Overview of enterprise security in Azure HDInsight
Azure HDInsight offers a number of methods to address your enterprise security needs. Most of these solutions aren't activated by default. This flexibility allows you to choose the security features that are most important to you and helps you to avoid paying for features that you don't want. This flexibility also means it's your responsibility to make sure correct solutions are enabled for your setup and environment.
This article looks at security solutions by dividing security solutions into four traditional security pillars: perimeter security, authentication, authorization, and encryption.
This article also introduces the Azure HDInsight Enterprise Security Package (ESP), which provides Active Directory-based authentication, multi-user support, and role-based access control for HDInsight clusters.
Enterprise security pillars
One way of looking at enterprise security divides security solutions into four main groups based on the type of control. These groups are also called security pillars and are the following types: perimeter security, authentication, authorization, and encryption.
Perimeter security
Perimeter security in HDInsight is achieved through virtual networks. An enterprise admin can create a cluster inside a virtual network (VNET) and use network security groups (NSG) to restrict access to the virtual network. Only the allowed IP addresses in the inbound NSG rules can communicate with the HDInsight cluster. This configuration provides perimeter security.
All clusters deployed in a VNET will also have a private endpoint. The endpoint resolves to a private IP inside the VNET for private HTTP access to the cluster gateways.
Authentication
Enterprise Security Package from HDInsight provides Active Directory-based authentication, multi-user support, and role-based access control. The Active Directory integration is achieved through the use of Microsoft Entra Domain Services. With these capabilities, you can create an HDInsight cluster joined to an Active Directory domain. Then configure a list of employees from the enterprise who can authenticate to the cluster.
With this setup, enterprise employees can sign in to the cluster nodes by using their domain credentials. They can also use their domain credentials to authenticate with other approved endpoints. Like Apache Ambari Views, ODBC, JDBC, PowerShell, and REST APIs to interact with the cluster.
Authorization
A best practice most enterprises follow is making sure that not every employee has full access to all enterprise resources. Likewise, the admin can define role-based access control policies for the cluster resources. This action is only available in the ESP clusters.
The Hadoop admin can configure role-based access control (RBAC). The configurations secure Apache Hive, HBase, and Kafka with Apache Ranger plugins. Configuring RBAC policies allows you to associate permissions with a role in the organization.

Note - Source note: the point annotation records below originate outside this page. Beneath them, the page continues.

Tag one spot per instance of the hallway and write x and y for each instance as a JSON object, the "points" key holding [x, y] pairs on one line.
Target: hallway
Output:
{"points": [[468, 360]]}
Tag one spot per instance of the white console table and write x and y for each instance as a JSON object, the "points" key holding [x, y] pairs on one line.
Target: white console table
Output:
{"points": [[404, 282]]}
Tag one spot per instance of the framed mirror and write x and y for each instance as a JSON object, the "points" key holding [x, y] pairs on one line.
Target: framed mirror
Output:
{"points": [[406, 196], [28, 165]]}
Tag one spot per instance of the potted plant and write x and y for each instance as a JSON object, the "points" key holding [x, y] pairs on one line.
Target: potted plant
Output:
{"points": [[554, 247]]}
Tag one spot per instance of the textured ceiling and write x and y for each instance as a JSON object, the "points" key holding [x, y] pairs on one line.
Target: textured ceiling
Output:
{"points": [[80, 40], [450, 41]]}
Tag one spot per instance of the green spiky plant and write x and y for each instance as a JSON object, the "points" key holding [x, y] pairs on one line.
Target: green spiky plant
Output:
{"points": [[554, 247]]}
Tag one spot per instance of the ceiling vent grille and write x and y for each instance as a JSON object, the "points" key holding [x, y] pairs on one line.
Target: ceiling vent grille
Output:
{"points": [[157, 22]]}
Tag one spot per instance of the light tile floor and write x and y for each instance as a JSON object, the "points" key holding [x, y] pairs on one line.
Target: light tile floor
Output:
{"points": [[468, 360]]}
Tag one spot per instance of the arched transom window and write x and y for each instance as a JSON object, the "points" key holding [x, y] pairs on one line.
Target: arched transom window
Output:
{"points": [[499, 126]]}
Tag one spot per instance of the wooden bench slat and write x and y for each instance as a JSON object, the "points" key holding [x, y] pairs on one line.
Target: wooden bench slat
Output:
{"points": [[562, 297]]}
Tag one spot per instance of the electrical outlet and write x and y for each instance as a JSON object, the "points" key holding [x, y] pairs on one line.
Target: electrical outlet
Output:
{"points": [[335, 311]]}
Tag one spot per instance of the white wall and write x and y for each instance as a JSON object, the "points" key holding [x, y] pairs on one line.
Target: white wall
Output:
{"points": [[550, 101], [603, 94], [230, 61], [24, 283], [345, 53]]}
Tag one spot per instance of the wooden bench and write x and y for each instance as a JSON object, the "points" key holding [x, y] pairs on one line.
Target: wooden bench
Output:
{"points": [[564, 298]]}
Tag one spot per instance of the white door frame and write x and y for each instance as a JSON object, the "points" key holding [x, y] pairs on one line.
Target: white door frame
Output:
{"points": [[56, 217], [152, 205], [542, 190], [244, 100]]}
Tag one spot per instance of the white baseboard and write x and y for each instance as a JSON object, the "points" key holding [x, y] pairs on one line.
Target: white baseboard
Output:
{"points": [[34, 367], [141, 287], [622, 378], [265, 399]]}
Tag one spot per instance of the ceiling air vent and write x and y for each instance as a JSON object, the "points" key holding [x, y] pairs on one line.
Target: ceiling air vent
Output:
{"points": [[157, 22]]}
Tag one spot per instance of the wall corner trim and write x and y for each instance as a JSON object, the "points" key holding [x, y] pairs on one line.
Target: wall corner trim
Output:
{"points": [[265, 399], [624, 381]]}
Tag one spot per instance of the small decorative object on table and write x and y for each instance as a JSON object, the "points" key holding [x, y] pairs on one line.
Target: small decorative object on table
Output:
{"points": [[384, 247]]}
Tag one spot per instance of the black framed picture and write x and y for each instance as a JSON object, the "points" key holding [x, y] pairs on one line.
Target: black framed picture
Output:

This layer of abstraction makes it easier to ensure people have only the permissions needed to do their work responsibilities. Ranger also allows you to audit the data access of employees and any changes done to access control policies.
For example, the admin can configure Apache Ranger to set access control policies for Hive. This functionality ensures row-level and column-level filtering (data masking). And filters the sensitive data from unauthorized users.
Auditing
Auditing cluster resource access is necessary to track unauthorized or unintentional access of the resources. It's as important as protecting the cluster resources from unauthorized access.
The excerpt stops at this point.